For many people, their home is their biggest asset, and if they find themselves in financial difficulty, they may consider selling their home to release its equity. However, this course of action isn’t for everyone, and it’s shouldn’t be taken lightly. It’s important to get independent financial advice before you sell, and think about the short and long term ramifications of selling. Here are some things to consider before you put your house on the market.
Secured or unsecured debt?
If you are behind on secured debt, such as mortgage payments or secured loans, then missing payments may mean your property will be repossessed. If you’re starting to fall behind, then you may feel that selling is your best option, before a repossession takes place, but again, it’s important to get financial advice first.
If you have unsecured debts such as credit cards, payday loans, or store cards, then you may have options other than selling your home.
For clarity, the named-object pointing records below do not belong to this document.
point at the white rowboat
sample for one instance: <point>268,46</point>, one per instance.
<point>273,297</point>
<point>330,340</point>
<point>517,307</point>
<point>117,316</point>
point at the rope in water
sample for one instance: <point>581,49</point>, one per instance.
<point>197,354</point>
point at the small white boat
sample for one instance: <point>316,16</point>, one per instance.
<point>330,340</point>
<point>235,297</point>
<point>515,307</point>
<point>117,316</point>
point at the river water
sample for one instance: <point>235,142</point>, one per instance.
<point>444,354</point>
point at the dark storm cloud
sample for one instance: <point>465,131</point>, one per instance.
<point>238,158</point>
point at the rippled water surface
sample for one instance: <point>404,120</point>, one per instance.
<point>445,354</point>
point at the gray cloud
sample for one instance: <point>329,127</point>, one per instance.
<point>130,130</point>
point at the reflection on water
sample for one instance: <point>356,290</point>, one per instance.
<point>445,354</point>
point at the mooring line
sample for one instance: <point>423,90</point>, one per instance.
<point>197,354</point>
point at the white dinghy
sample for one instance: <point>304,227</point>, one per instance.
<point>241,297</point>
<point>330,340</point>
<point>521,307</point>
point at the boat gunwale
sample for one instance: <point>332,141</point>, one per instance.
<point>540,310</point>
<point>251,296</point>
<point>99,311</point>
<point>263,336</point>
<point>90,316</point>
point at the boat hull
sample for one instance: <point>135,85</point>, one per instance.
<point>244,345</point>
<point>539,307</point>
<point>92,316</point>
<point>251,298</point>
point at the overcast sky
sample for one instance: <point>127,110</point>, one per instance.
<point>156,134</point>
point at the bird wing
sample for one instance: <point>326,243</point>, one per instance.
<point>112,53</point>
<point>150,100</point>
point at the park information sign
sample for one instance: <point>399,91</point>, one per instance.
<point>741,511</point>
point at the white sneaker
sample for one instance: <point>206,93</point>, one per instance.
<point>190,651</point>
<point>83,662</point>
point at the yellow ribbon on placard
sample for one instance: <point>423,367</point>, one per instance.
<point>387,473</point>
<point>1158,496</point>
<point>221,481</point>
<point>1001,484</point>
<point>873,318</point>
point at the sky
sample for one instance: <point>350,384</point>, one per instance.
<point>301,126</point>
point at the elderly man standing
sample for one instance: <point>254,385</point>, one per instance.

This could include negotiating an informal payment plan, or going a more formal route such as an Individual Voluntary Arrangement (IVA), which could mean you could keep the house.
Time and cost involved with selling
Some properties will sell more quickly than others, and homes in undesirable locations or poor condition could take a long time to sell. However, there are still options. You could sell through Quick Move Now, who buy any mortgageable home in England and Wales, regardless of condition, for cash. This also save you from having to pay fees, which can add up to several thousand.
Once you’ve paid off your debts, there’s often a sense of relief, but then you’ll still have the worry of keeping a roof over your head. Selling your property might mean you need to move to rental accommodation, or live with relatives, and it can be hard to get back on the property ladder. It’s worth thinking about what will happen once your house has sold. Will you have enough money left over as a deposit on a new place, or will you be stuck renting forever? This is why getting professional financial advice is so important when making these decisions.
Taxes and fees
The amount of tax you pay on your property sale will vary depending on where you live and your property situation. If the house you’re selling is your primary residence, then you might not have to pay capital gains tax, and the amount of stamp duty you pay will be relative to the selling price of the property, with places under £125,000 in England being exempt from stamp duty. It’s worth thinking about any taxes that you’ll pay on your profits, and whether the net amount from the sale will be enough to settle your debts.
If you are heading for repossession, or simply struggling with your debts, then it might be tempting to put your house on the market. However, it’s not the best option for everyone, so you’ll need to do some research, think about the long term effects on your finances and family, and come to a decision that’s right for you.